Spätestens nächstes Jahr könnte aus Bern, wo die gesamtschweizerische Raumplanung überarbeitet wird, die Order kommen, dass der kantonale Richtplan geändert werden muss. Und zwar so, dass nicht mehr jede Gemeinde tun und lassen kann, was sie will. Dann werden Nachbarn zusammenspannen müssen. Extrawürste, wie sie Münchenstein gefahren hat, werden dann kaum mehr möglich sein.

Noch deutlicher vorgeprescht ist Pratteln, das im schäbig-schaurigen Industrieviertel hinter dem Bahnhof gleich drei neue Türme hinstellt. Pratteln hat diese Projekte vorangetrieben, als der Kanton noch nichts von einer Verdichtungsstrategie wusste. Es hat auf Druck der Investoren ein Hochhauskonzept erstellt, das nun als Vorlage für den Kantonsplaner Kolb dient.

Kolb versteht Pratteln als Labor. Er will beobachten, welche Dynamik die neuen Hochhäuser auslösen, ob sie als Zentren funktionieren, was in der Nacht dort geschieht. Hier soll sich zeigen, ob aus den Wohnräumen auch Lebensräume enstehen.

Die richtigen Lehren

Das ist auch für Matthias Drilling die entscheidende Frage. Der Professor für Sozialplanung und Stadtentwicklung an der Fachhochschule Nordwestschweiz bezweifelt, dass das Baselbiet, die richtigen Lehren aus der Vergangenheit gezogen hat: «Damit ein Hochhaus funktioniert, muss es in die Nachbarschaft eingepasst sein, es muss ein Teil davon sein und keine Insel.» Die unvermeidlichen Park­anlagen rund um die Türme könnten diesen Anschluss nicht herstellen.

Die Behörden müssten viel mehr von den Investoren verlangen, fordert Drilling. In die oberste Etage gehöre ein Café und kein Loft, ins Erdgeschoss eine Kinderkrippe oder eine Bibliothek, auf alle Fälle aber ein öffentlicher Ort, wo sozialer Austausch stattfinden kann. Eine Gemeinde sollte sich nicht nur zum Verkehr Gedanken machen, sondern auch, wie sie es schaffen kann, dass die Neubaugebiete nicht reine Schlafstätten sind und veröden. Um das zu erreichen, sei die Durchmischung der Bewohner elementar. Die Wohnungen sollten ein Mix aus Eigentums-, Miet- und Genossenschaftswohnungen sein, schlägt Drilling vor.

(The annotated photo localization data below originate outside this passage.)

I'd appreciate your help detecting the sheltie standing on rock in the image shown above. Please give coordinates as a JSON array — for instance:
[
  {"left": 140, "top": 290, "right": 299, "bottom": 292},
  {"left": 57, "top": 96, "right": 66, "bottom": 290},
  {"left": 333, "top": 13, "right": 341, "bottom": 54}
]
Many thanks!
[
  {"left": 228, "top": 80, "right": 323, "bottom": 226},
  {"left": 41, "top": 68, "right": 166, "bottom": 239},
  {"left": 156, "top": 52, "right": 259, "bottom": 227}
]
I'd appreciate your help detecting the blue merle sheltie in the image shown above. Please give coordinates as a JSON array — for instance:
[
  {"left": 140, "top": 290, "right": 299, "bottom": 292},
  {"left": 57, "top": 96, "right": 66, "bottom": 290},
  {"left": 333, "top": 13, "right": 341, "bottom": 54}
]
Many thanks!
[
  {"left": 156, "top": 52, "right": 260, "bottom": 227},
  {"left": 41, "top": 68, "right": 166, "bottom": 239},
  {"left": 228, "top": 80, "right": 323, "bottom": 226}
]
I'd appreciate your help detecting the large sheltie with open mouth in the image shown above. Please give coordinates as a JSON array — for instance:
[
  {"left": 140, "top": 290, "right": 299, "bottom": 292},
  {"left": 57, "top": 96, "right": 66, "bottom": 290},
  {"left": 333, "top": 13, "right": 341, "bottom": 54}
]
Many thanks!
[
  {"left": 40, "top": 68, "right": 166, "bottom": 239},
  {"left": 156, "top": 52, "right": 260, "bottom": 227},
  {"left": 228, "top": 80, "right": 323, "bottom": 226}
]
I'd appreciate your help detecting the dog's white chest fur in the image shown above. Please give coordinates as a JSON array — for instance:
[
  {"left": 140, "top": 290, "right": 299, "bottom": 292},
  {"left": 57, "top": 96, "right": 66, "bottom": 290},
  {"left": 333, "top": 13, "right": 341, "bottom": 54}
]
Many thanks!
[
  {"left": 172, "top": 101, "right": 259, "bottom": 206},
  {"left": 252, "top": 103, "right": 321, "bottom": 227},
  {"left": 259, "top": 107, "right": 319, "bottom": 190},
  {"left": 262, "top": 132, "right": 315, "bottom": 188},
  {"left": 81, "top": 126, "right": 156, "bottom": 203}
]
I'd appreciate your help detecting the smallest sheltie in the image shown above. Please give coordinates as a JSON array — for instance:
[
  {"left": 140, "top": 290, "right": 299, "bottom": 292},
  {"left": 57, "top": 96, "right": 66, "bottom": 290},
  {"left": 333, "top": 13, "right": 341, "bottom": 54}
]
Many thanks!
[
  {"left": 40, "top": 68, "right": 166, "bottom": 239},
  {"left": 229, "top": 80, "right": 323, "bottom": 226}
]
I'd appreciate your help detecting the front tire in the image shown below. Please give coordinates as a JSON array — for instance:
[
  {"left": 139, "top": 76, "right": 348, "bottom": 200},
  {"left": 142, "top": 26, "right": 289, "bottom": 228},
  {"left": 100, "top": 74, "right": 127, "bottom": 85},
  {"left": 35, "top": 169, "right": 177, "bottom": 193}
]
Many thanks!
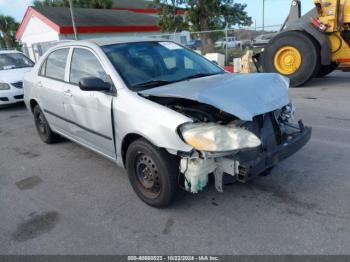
[
  {"left": 126, "top": 138, "right": 179, "bottom": 208},
  {"left": 33, "top": 105, "right": 59, "bottom": 144},
  {"left": 262, "top": 31, "right": 320, "bottom": 87}
]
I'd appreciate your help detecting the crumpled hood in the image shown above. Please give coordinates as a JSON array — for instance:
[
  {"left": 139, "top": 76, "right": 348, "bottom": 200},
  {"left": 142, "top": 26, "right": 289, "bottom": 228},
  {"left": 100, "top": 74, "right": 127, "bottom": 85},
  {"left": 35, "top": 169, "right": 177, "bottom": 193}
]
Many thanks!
[
  {"left": 0, "top": 67, "right": 32, "bottom": 83},
  {"left": 140, "top": 73, "right": 290, "bottom": 121}
]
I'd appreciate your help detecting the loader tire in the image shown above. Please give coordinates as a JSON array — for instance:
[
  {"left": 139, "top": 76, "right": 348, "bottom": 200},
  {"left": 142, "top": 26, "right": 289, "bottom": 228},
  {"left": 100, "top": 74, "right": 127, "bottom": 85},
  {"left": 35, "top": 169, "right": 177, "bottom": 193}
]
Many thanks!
[
  {"left": 262, "top": 31, "right": 320, "bottom": 87},
  {"left": 315, "top": 63, "right": 338, "bottom": 78}
]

In Pratteln, wo durch die drei privaten Bauprojekte 1000 neue Einwohner dazukommen sollen, hat man sich dazu wenig Gedanken gemacht. Gemeindepräsident Beat Stingelin rechnet mit kinderlosen Paaren als Hauptmietern. Die bringen der Gemeinde satte Steuer­einnahmen und brauchen keine Kindergärten und Schulen. Dass sie für Quartierleben sorgen, kann man sich kaum vorstellen.

Vorbild Zürcher Glattal

Vielleicht wird Pratteln auch Einzelfall bleiben. Oder noch schlimmer: zum Irrtum werden. Reinachs Gemeindepräsident jedenfalls glaubt nicht so recht an die Prognosen: «Es hiess schon einmal, dass Reinach auf 40 000 Einwohner wachsen würde.» Daraufhin wurde wie wild gebaut, etwa der Siedlungswulst Mischeli. Heute wohnen gerademal 18 000 Menschen in Reinach.

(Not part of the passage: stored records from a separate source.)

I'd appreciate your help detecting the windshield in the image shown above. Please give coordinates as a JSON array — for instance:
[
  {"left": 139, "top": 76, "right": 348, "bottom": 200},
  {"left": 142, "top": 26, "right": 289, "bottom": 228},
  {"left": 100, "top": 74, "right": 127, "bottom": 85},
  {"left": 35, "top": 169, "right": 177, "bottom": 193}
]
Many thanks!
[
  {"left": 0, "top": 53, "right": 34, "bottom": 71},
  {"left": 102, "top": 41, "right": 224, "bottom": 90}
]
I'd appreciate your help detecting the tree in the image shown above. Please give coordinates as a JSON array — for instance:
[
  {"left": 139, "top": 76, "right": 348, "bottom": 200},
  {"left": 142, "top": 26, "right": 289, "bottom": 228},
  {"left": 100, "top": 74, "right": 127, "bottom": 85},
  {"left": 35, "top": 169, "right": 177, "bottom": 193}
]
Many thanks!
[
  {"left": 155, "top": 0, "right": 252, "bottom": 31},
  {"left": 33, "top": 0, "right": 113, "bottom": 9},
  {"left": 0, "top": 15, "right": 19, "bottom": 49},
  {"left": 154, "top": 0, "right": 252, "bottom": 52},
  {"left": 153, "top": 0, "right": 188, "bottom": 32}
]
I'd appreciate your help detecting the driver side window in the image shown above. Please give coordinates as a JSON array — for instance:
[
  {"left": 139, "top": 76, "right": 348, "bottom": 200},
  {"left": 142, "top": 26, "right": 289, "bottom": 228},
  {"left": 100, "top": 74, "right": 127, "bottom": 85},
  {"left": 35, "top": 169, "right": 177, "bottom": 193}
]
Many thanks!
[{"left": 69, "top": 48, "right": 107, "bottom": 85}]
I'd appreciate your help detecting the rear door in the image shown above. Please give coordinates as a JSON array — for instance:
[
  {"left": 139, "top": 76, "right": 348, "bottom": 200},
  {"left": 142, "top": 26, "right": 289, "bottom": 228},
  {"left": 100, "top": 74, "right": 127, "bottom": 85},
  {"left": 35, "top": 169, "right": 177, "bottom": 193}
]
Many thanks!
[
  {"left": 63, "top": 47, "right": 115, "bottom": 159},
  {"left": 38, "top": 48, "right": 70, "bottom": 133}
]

Auch Kantonsplaner Kolb räumt ein, dass die Massenmigration ausbleiben könnte, etwa wenn sich die Wirtschaftslage verschlechtert. Doch wer genau hinschaut, erkennt, dass die Verdichtungsstrategie mehr ist als eine Antwort auf die Migration. Es ist ein Plan, die stagnierende Wirtschaft im Kanton anzukurbeln.
Kolb verweist auf das Glattal. Die Zürcher Vororte auf der Achse vom Zentrum bis zum Flughafen haben schon vor über fünfzig Jahren den zermürbenden Föderalismus überwunden. Sie sind gemeinsam beim Kanton vorstellig geworden, so dass schliesslich die Glattalbahn gebaut wurde. Die 650 Millionen Franken Investitionskosten führten bislang zu 9 Milliarden privat investierten Franken. Laut der Glattaler Standortförderung enstehen jedes Jahr 2000 neue Arbeitsplätze.

Kolb wünscht sich diese Dynamik im Baselbiet. Eine Tramverlängerung von Pratteln nach Augst oder ein Schnelltram im Birstal könnten ähnliche Prozesse auslösen, glaubt er. Doch dafür brauche es einen Mentalitätswandel: «In Zürich herrscht ein ganz anderes Selbstverständnis. Da trauen sich die Kommunen etwas zu.»

Mit einem Teil der Kommunen hat sich Kolb noch gar nicht auseinandergesetzt: mit jenen im Oberbaselbiet. Sie spielen in den Entwicklungsplänen keine Rolle. Eine Strategie fürs Hinterland soll aber folgen. Die politische Debatte im Kanton dürfte dann deutlich lauter werden.